How much charging current is available and how quickly does it "need" to be charged? The one thing in particular that you should not do is try to charge them based on voltage control alone.
At a minimum you need a charge voltage above 1.45V per cell. Depending on the use pattern, if you have a lot of time you can wait for them to charge yet wouldn't leave them charging indefinitely, you could select a suitable series resistor to a trickle charge level, to drop current to approximately (mAh rated Capacity) C/15. Some will say even C/10, or even lower like C/30+ if it will sit charging for days at a time. This is cheap and easy, but also one of the major causes for complaints among owners of NiCd powered products in past years, that charging either took too long or it cooked the batteries, shortening their lifespan too much because the only charge termination is when the user unplugs it.
Along came dumb timer based circuits, a better approach but one with no consideration for how charged the battery was when the charge period started, so could easily still overcharge cells or fail to fully charge them.
Otherwise for safe faster charging you'll want a smart IC based charge control circuit and that will have its own inherent spec for forward voltage drop or minimum required input voltage to achieve 1.45 or higher output per cell in series.
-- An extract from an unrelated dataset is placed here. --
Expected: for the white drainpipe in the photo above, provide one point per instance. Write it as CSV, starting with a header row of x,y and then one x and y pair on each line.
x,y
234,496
For example the control circuit might need 1.5V overhead so could need at least (1.5 + 2 * 1.45 = ) 4.4V input to charge two NiCd cells in series. While making such a circuit from scratch used to be a significant project, today you can probably pick up a bare board off eBay to do this for around $3 delivered from China.
I wouldn't worry too much about discharging too low and then reverse charging the weakest cell on a circuit that only has two *identical* NiCd cells in series. A purely resistive circuit could harm the weaker of the two cells but most circuits would cease to draw enough current to matter if they worked at all once one cell reached 0V and the other was getting close to that too.